REPEAT STRIP_TAC THEN FIRST_ASSUM(MP_TAC o AP_TERM `EVEN`) THEN

REWRITE_TAC[EVEN_MULT; ARITH] THEN REWRITE_TAC[EVEN_EXISTS] THEN

DISCH_THEN(X_CHOOSE_THEN `m:num` SUBST_ALL_TAC) THEN

FIRST_X_ASSUM(MP_TAC o SPECL [`q:num`; `m:num`]) THEN

POP_ASSUM MP_TAC THEN CONV_TAC SOS_RULE);;

let SQRT_2_IRRATIONAL = prove

(`~rational(sqrt(&2))`,

SIMP_TAC[rational; real_abs; SQRT_POS_LE; REAL_POS; NOT_EXISTS_THM] THEN

REPEAT GEN_TAC THEN DISCH_THEN(CONJUNCTS_THEN2 ASSUME_TAC MP_TAC) THEN

DISCH_THEN(MP_TAC o AP_TERM `\x. x pow 2`) THEN

ASM_SIMP_TAC[SQRT_POW_2; REAL_POS; REAL_POW_DIV; REAL_POW_2; REAL_LT_SQUARE;

REAL_OF_NUM_EQ; REAL_EQ_RDIV_EQ] THEN

ASM_MESON_TAC[NSQRT_2; REAL_OF_NUM_EQ; REAL_OF_NUM_MUL]);;

Cool -- now let's do Fermat and Poincaré! Any volunteers?

Seriously, the biggest accomplishments to date have included formal proofs of the Jordan Curve Theorem (75,000 lines) and the Prime Number Theorem (30,000 lines). If you want to know which other famous theorems have been formalized, check out

this excellent page. Or look at

these notes by Harvey Friedman, which cut through the crap and tell us exactly where things stand.

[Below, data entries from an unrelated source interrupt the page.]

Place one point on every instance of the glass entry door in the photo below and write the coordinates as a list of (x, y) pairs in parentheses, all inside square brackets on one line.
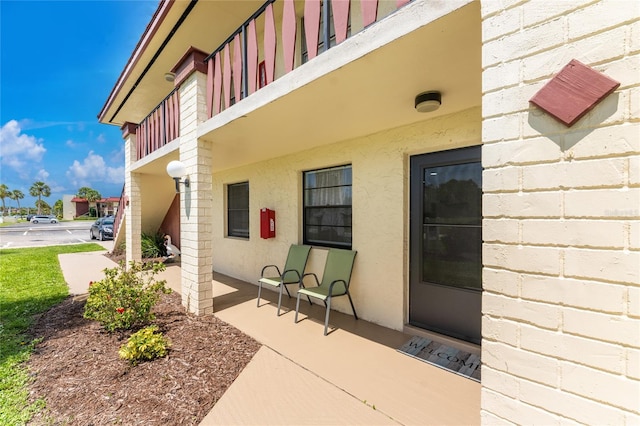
[(445, 288)]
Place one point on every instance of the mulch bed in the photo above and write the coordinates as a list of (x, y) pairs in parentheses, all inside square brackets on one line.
[(77, 371)]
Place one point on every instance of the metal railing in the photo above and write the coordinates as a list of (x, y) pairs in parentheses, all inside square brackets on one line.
[(160, 127)]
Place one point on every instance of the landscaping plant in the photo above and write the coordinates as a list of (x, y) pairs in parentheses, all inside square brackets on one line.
[(125, 297), (152, 245), (146, 344)]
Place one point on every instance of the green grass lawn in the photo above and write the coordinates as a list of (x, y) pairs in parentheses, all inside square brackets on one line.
[(30, 283)]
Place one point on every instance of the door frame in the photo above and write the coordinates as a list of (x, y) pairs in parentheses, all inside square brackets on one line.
[(415, 245)]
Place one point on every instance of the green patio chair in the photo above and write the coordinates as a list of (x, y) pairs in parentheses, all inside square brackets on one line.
[(335, 282), (292, 273)]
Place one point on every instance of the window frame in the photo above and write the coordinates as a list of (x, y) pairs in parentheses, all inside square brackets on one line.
[(305, 208), (231, 211)]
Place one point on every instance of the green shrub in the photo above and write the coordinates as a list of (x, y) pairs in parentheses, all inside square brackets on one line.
[(144, 345), (124, 298), (152, 245)]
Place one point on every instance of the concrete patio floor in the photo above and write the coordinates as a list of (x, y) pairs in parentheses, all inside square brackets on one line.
[(353, 376)]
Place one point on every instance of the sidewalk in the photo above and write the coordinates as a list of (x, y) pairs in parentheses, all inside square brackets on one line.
[(353, 376)]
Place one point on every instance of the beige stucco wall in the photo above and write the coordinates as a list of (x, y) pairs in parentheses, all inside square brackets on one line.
[(380, 210), (561, 207)]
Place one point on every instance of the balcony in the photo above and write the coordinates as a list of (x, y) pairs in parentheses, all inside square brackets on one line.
[(276, 39), (245, 63)]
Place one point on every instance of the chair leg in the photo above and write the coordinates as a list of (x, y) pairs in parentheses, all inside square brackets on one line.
[(352, 307), (301, 285), (280, 298), (259, 291), (326, 317), (295, 320)]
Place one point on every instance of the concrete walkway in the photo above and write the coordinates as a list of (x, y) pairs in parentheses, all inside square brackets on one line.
[(353, 376)]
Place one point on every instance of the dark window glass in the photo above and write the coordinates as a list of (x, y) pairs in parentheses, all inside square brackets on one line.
[(238, 210), (327, 207), (452, 225)]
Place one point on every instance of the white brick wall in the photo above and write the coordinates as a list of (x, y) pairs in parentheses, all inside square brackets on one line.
[(561, 228), (195, 201), (133, 212)]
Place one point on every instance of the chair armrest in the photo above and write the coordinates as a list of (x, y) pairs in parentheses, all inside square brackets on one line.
[(270, 266), (307, 274), (346, 287), (292, 270)]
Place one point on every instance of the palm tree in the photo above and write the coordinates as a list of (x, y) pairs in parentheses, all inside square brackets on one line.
[(4, 193), (58, 208), (17, 195), (39, 189), (91, 195)]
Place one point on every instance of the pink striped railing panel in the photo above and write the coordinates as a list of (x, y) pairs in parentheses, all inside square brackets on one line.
[(226, 76), (232, 69), (312, 26), (289, 34), (269, 43), (237, 68), (340, 18)]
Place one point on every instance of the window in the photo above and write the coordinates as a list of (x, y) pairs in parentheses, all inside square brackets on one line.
[(238, 210), (327, 207)]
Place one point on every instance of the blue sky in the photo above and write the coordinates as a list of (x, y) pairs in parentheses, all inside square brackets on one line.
[(58, 63)]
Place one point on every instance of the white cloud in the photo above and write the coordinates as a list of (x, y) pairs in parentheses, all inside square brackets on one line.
[(17, 148), (94, 169)]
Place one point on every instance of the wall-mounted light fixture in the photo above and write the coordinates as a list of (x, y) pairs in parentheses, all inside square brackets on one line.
[(176, 170), (428, 101)]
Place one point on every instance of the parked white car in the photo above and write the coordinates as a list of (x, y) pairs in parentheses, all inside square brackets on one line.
[(44, 219)]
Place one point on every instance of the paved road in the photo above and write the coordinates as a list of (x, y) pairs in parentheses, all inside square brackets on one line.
[(44, 234)]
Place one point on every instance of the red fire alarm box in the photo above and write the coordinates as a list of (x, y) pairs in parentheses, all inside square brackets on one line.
[(267, 223)]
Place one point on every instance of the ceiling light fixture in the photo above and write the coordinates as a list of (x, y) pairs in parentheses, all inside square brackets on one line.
[(428, 101)]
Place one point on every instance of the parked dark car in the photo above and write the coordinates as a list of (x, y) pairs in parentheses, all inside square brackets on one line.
[(102, 229), (44, 219)]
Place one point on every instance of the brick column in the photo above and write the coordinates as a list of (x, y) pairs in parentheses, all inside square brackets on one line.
[(133, 211), (561, 310), (196, 200)]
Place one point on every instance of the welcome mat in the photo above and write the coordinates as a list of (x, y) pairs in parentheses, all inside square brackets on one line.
[(460, 362)]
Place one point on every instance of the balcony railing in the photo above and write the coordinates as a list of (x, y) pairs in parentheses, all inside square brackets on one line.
[(160, 127), (233, 69)]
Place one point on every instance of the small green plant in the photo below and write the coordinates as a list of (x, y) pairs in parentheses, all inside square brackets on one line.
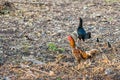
[(54, 47), (58, 78), (111, 1)]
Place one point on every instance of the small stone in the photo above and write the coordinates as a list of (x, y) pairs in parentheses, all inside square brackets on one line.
[(108, 71)]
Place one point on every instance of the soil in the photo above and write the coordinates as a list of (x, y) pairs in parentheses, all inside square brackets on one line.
[(33, 43)]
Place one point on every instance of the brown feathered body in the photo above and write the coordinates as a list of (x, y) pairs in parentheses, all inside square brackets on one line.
[(78, 53)]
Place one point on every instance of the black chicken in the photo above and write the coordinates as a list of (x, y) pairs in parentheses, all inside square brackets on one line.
[(81, 32)]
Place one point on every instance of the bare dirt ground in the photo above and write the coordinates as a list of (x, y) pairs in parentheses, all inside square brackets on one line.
[(33, 43)]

A huge part of the problem in this field seems to be that there's neither a standard proof format nor a standard proof repository -- no TeX or HTML, no arXiv or Wikipedia. Besides HOL Light, there's also

ProofPower,

Isabelle,

Coq,

Mizar, and several other competitors. I'd probably go with Mizar, simply because the proofs in it look the most to me like actual math.

Friedman gives machine-readable proofs fifty years to catch on among "real" mathematicians. That seems about right -- though the time could be reduced if the Don Knuth, Tim Berners-Lee, Paul Ginsparg, or Jimmy Wales of proof-checking were to appear between now and then. As usual, it mostly comes down to humans.

Update: Freek Wiedijk put together a

fantastic online book, which shows the proofs that the square root of 2 is irrational in 17 different formal systems. The

"QED Manifesto" is also worth a look. This manifesto makes it clear that there

are people in the formal verification world with a broad enough vision -- if you like, the

Ted Nelsons of proof-checking. Nelson is the guy who dreamed in 1960 of creating a global hypertext network. In his case, it took 35 years for the dream to turn into software and protocols that people actually wanted to use (not that Nelson himself is at all happy with the result). How long will it take in the case of proof-checking?